Romuald Wadagni trace sa voie à la tête du Bénin entre héritage et renouveau
À peine sept jours après son investiture, le président béninois Romuald Wadagni pose les jalons d’une gouvernance qui oscille entre fidélité aux réalisations passées et affirmation d’une vision propre. Issu des rangs du précédent exécutif, où il a officié comme ministre de l’Économie et des Finances sous deux mandats consécutifs aux côtés de Patrice Talon, il hérite d’un bilan économique complexe qu’il devra à la fois préserver et réinterpréter. Ses premières décisions officielles reflètent cette tension subtile entre continuité assumée et volonté de marquer sa différence dès les premiers pas.
Un bilan économique à défendre
Romuald Wadagni ne renie aucun des piliers de la politique budgétaire qu’il a contribué à façonner durant huit années passées à la tête des Finances. Le redressement des finances publiques, la consolidation de la crédibilité du Bénin sur les marchés financiers internationaux et le déploiement d’infrastructures structurantes figurent parmi les acquis qu’il entend pérenniser. Cette ligne de conduite séduit les investisseurs et rassure les partenaires internationaux, qui avaient salué la rigueur macroéconomique appliquée sous l’ère Talon.
En tant qu’architecte des derniers emprunts souverains béninois et promoteur d’une rigueur budgétaire affichée, l’ancien ministre bénéficie d’une légitimité rare auprès des institutions financières mondiales. Cette crédibilité lui offre une marge de manœuvre appréciable, alors que l’Afrique de l’Ouest traverse une période marquée par des turbulences politiques et sécuritaires. Le nouveau chef de l’État mise sur cette continuité économique pour consolider la confiance des acteurs clés du développement.
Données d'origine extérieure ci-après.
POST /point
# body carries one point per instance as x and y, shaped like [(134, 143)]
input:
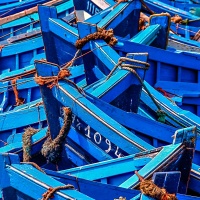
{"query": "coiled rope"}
[(26, 140), (106, 35), (49, 193), (52, 149), (51, 81)]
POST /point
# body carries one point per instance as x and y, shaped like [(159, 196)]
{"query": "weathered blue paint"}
[(12, 7)]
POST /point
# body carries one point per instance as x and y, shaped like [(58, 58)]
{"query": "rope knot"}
[(106, 35), (26, 139), (52, 149), (49, 193), (51, 81)]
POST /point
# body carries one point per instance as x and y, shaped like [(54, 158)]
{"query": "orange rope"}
[(52, 80)]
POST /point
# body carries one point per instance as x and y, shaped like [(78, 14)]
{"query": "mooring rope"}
[(52, 148), (106, 35), (26, 140), (148, 187), (34, 165), (51, 81), (49, 193)]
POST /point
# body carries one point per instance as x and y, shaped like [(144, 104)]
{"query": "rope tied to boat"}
[(149, 188), (106, 35), (142, 24), (176, 19), (52, 149), (51, 81), (122, 64), (18, 100), (131, 67), (26, 140), (118, 2), (49, 193), (34, 165)]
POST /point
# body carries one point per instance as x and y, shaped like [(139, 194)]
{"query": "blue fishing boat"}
[(21, 24), (89, 80), (179, 70), (10, 7), (41, 183)]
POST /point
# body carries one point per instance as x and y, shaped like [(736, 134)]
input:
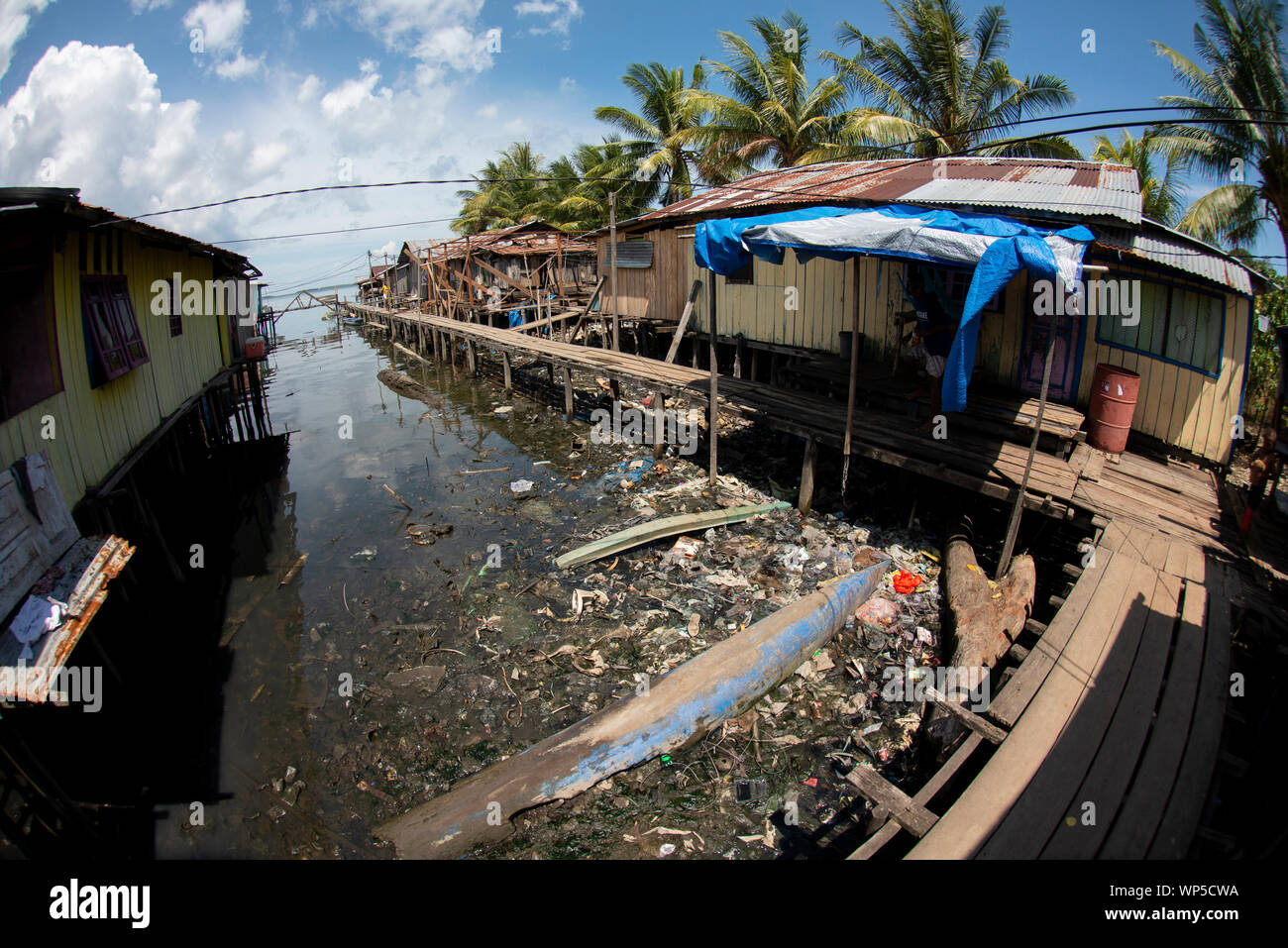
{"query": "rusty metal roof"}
[(531, 237), (1055, 185), (1180, 252)]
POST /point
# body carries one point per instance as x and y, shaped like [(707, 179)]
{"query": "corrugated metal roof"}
[(1168, 248), (531, 237), (1069, 188)]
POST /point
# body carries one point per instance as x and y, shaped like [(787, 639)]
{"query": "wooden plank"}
[(890, 828), (1050, 793), (903, 810), (987, 730), (1109, 776), (1010, 703), (1177, 559), (1133, 830), (1184, 806), (980, 809), (662, 527), (684, 321)]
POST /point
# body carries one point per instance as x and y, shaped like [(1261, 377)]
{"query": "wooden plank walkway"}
[(1115, 719), (1111, 725), (967, 459)]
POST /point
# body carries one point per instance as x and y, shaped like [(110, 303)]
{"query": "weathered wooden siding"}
[(658, 291), (1179, 406), (97, 428), (1176, 404)]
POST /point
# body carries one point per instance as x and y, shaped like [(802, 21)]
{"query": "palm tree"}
[(941, 88), (507, 191), (772, 114), (583, 204), (1239, 42), (662, 132), (1160, 197)]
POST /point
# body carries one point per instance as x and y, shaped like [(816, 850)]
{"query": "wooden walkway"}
[(967, 459), (1112, 721), (1103, 741)]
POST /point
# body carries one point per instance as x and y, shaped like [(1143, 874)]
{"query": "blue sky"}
[(108, 95)]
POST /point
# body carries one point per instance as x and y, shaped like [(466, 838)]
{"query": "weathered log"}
[(407, 386), (983, 623), (668, 715)]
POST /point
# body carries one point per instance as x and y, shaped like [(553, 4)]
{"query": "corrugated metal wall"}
[(97, 428), (1179, 406)]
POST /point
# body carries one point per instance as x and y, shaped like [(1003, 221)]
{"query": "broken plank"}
[(664, 527)]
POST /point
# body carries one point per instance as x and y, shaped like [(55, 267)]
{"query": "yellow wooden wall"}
[(1176, 404), (97, 428)]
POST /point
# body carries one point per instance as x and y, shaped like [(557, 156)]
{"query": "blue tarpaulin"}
[(996, 247)]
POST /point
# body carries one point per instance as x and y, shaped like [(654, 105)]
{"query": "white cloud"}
[(308, 89), (101, 119), (14, 18), (436, 33), (220, 24), (559, 14), (353, 95), (240, 65)]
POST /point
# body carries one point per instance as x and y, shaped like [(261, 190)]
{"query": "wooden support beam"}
[(987, 730), (684, 321), (903, 809), (657, 402), (713, 407), (806, 496)]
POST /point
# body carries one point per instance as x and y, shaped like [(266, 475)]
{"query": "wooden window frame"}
[(175, 308), (735, 278), (1168, 326), (112, 330)]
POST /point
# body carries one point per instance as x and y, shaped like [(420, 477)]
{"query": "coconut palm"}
[(941, 86), (660, 143), (583, 204), (1240, 44), (1160, 197), (507, 191), (772, 115)]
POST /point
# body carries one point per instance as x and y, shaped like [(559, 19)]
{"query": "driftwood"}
[(407, 386), (656, 717), (983, 623)]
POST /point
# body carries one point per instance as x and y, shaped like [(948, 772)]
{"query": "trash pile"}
[(527, 649), (778, 771)]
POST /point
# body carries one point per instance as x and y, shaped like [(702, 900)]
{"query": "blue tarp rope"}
[(719, 247)]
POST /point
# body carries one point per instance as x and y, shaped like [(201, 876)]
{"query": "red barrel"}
[(1113, 402)]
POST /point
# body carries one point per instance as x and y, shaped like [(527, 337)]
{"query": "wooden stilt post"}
[(658, 403), (1013, 527), (713, 408), (806, 497), (612, 241), (854, 380)]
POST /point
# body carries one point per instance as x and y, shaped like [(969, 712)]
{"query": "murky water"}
[(316, 740)]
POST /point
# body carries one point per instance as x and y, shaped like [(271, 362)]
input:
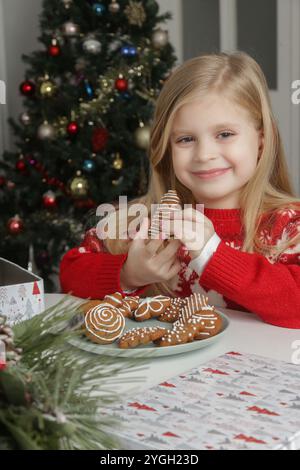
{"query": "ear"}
[(261, 143)]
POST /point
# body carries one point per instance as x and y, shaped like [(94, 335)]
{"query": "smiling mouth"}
[(211, 174)]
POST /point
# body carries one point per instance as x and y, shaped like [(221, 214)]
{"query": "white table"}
[(246, 333)]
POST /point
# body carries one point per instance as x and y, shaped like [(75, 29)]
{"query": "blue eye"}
[(185, 140), (226, 134)]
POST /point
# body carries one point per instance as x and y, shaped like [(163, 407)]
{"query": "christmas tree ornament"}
[(70, 29), (88, 89), (142, 137), (31, 160), (121, 84), (67, 3), (21, 165), (73, 128), (27, 88), (99, 139), (15, 225), (49, 200), (54, 48), (118, 163), (25, 118), (114, 45), (129, 51), (11, 185), (46, 131), (160, 38), (79, 186), (85, 203), (47, 88), (99, 8), (92, 46), (118, 181), (114, 6), (135, 13), (89, 166)]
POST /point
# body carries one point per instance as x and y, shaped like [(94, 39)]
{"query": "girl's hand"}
[(144, 265), (193, 228)]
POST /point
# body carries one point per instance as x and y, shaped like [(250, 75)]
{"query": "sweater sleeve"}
[(272, 291), (90, 272)]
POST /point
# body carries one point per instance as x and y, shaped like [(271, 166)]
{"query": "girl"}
[(216, 142)]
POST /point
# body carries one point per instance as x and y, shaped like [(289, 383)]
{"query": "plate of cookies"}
[(148, 327)]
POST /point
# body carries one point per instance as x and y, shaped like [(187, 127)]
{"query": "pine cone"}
[(13, 354)]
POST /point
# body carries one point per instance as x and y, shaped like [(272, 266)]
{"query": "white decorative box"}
[(21, 293)]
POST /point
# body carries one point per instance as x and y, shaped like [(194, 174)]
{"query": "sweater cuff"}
[(198, 264), (226, 271), (125, 293)]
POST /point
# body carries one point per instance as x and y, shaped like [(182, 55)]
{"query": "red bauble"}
[(72, 128), (121, 84), (99, 139), (21, 165), (49, 200), (27, 88), (15, 225)]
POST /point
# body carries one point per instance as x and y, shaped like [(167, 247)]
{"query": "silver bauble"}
[(114, 7), (92, 46), (142, 137), (46, 131), (160, 38), (70, 29)]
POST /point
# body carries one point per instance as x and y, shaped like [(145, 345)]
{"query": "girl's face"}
[(214, 134)]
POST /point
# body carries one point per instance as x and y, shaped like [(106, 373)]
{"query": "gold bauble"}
[(118, 162), (142, 137), (47, 89), (79, 187)]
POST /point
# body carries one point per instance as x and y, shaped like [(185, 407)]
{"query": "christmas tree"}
[(89, 95)]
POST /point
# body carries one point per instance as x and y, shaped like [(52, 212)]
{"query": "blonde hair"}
[(239, 76)]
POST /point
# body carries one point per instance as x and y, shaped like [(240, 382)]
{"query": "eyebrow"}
[(213, 128)]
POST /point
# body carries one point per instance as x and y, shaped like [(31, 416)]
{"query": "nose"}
[(205, 150)]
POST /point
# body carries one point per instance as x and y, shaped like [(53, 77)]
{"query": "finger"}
[(169, 252), (142, 234), (189, 214), (174, 269), (153, 246)]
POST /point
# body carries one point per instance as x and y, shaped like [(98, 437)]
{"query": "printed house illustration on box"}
[(21, 293)]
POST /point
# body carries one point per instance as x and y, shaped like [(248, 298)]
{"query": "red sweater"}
[(231, 278)]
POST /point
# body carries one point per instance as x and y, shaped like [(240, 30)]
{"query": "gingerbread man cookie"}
[(171, 314), (151, 307), (138, 336), (181, 333)]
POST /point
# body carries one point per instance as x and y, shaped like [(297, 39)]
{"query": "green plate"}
[(147, 350)]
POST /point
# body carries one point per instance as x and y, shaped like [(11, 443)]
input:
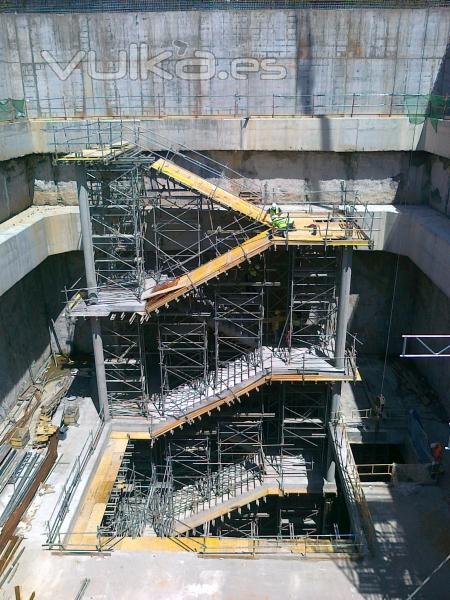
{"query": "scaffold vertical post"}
[(343, 305), (91, 283)]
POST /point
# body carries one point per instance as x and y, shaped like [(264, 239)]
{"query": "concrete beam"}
[(315, 134), (422, 234)]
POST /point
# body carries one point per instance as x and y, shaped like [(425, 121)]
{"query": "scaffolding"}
[(154, 225)]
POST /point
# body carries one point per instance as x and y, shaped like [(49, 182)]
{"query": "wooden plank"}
[(165, 293), (208, 189)]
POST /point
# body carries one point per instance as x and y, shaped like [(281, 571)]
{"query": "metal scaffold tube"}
[(91, 283), (343, 305)]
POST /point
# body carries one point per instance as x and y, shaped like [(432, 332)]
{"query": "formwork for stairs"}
[(164, 241)]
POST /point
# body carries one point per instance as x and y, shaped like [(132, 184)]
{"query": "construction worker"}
[(282, 224), (274, 210)]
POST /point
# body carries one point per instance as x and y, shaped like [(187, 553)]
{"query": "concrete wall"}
[(377, 177), (30, 312), (420, 307), (16, 187), (37, 233), (333, 52), (34, 180)]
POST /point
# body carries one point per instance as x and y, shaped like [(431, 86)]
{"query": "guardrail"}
[(374, 470), (303, 545), (354, 494), (240, 105)]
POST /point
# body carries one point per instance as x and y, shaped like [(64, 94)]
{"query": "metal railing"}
[(354, 494), (181, 400), (302, 545), (59, 513), (374, 470), (238, 105)]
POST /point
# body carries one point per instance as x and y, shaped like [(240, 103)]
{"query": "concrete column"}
[(91, 282), (86, 233), (343, 305), (335, 399)]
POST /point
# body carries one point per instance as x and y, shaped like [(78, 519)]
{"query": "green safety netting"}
[(427, 106), (12, 108)]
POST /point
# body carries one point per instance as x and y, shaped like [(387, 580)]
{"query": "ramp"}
[(209, 190), (162, 294)]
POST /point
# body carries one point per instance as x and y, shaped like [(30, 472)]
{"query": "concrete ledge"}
[(335, 134), (422, 234), (32, 236)]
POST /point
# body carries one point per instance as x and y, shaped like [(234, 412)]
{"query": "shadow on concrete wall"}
[(27, 312)]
Les prémices d’une identité présidentielle distincte
Pourtant, Romuald Wadagni ne se contente pas de prolonger le passé. Ses premières initiatives trahissent une volonté d’adoucir certaines aspérités du précédent quinquennat, notamment sur le plan politique et social. Le nouveau locataire du palais présidentiel multiplie les signaux d’ouverture à l’égard de l’opposition, qui avait fait des entraves institutionnelles son principal argument de contestation. Cette démarche vise à désamorcer les tensions accumulées et à élargir la base de soutien à sa gouvernance.
Le style adopté lors de ses premières prises de parole marque également une rupture avec la réserve souvent associée à Patrice Talon. Wadagni privilégie un discours plus inclusif, mettant en avant l’importance du dialogue avec les corps intermédiaires et la société civile. Une stratégie délibérée pour incarner une présidence plus accessible, sans pour autant remettre en cause les fondements de l’architecture institutionnelle établie après la révision constitutionnelle de 2019.
Les défis d’une transition maîtrisée
Il n’en reste pas moins que l’exercice du pouvoir impose rapidement ses limites. Romuald Wadagni devra composer avec une majorité parlementaire encore ancrée dans l’héritage de Patrice Talon, une administration façonnée par une décennie de centralisation du pouvoir et une opinion publique en quête de signes tangibles de changement. La clé de sa réussite résidera dans sa capacité à former un gouvernement aligné sur ses priorités, tout en préservant l’équilibre interne au sein de la majorité présidentielle.
Sur le plan régional, le président béninois hérite d’une situation sécuritaire particulièrement tendue. Les attaques djihadistes dans les départements du Nord, frontaliers du Burkina Faso et du Niger, exigent une mobilisation militaire soutenue et une diplomatie régionale fine. Les décisions prises prochainement en matière de défense et de coopération transfrontalière pourraient révéler l’autonomie politique réelle du successeur de Patrice Talon.
L’échéance des cent premiers jours s’annonce comme un moment charnière. Entre la nomination d’une équipe gouvernementale, l’élaboration d’un nouveau cadre budgétaire et la gestion des relations avec les forces d’opposition, Romuald Wadagni devra prouver que la continuité affichée ne l’empêche pas d’opérer un véritable tournant stratégique. Cette période de transition sera déterminante pour ancrer sa légitimité et tracer les contours de son quinquennat.